Exceptional Control Flow

Reading Notes on CSAPP

15 Nov 2016 · 1834 words · 9 minutes read

Overview

A processor accesses a sequence of instructions when it operates. The transition from one to the next, is called control transfer. The sequence of transfers is called control flow. The control flow is smooth when the transitions are always to the adjacent address. Operations such as jump, call, etc. will cause the control flow to be abrupt.

There are other situations where the control flow is abruptly changed. For example, hardware timer, network packet arrival, etc. are events that have to be dealt with but not necessarily a part of the execution of the program. The system will likely deal with such situations with exceptional control flow (ECF), a disruption to the control flow.

Application Level ECF: inter-process signal
OS kernel Level ECF: context switches

Exceptions

Definition

An exception is an abrupt change in the control flow in response to some change in the processor’s state.

An event is a change in the processor’s state.

Exception Happening

When the application is executing instruction $I_{curr}$, there is an event occurred.

The event could be either caused by the instruction just occurred, or completely unrelated to the application. The processor will look up the exception table, and make a procedure call to the exception handler, which will process the particular kind of event. Then, depending on the event, three things can occur:

The handler returns, to $I_{curr}$
The handler returns, to $I_{next}$
The handler aborts the program

Exception Handling

The handling of exception involves both hardware and software.

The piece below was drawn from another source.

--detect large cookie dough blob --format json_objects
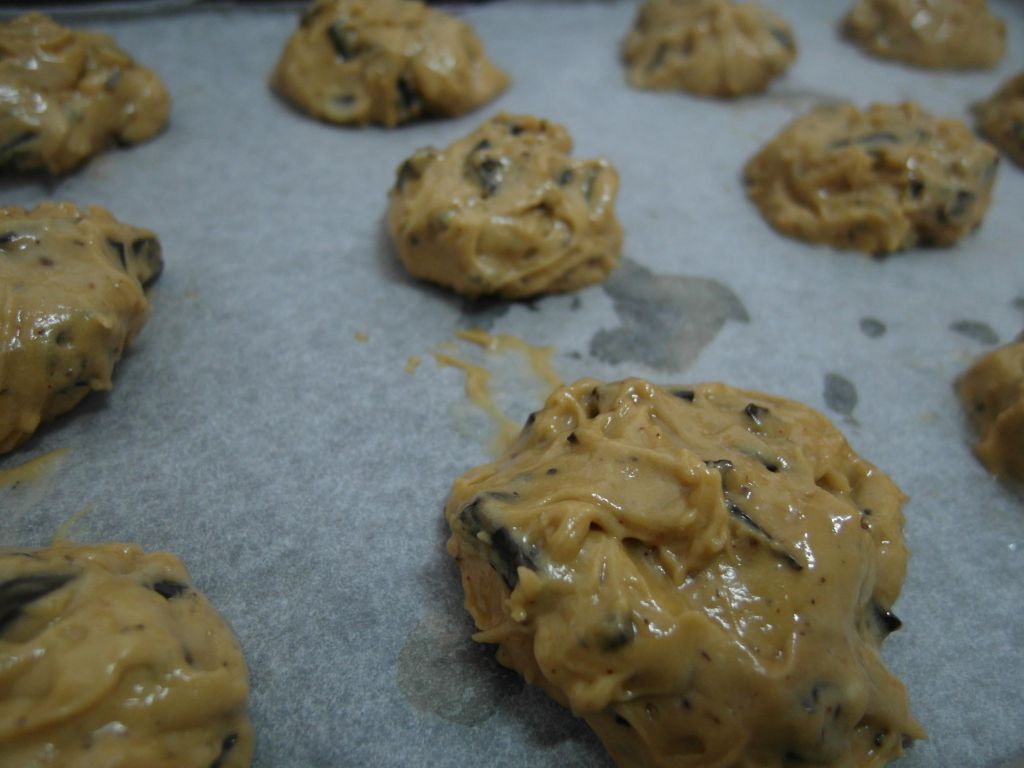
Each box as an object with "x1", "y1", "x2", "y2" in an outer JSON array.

Each type of exception is assigned an integer exception number, assigned by:

The designer of the processor
- divide by zero
- page faults
- memory access violations
- break-points
- arithmetic overflows
The OS kernel
- system calls
- signals from external I/O devices

At Boot time, the OS creates the exception table, mapping each exception number to the address of the exception handler for the particular type of exception.

The table’s base address is contained in a CPU register, exception table base register.

At Run time, the processor detects the event, and determines the exception number $k$. Then it makes an indirect procedure call through the address in table[$k$].

The procedure call is accompanied by a few operations:

The processor pushes the address of $I_{curr}$ or $I_{next}$ on to the kernel stack
the control is transferred to the kernel, which means the exception handlers run in kernel mode, that they have access to all system resources.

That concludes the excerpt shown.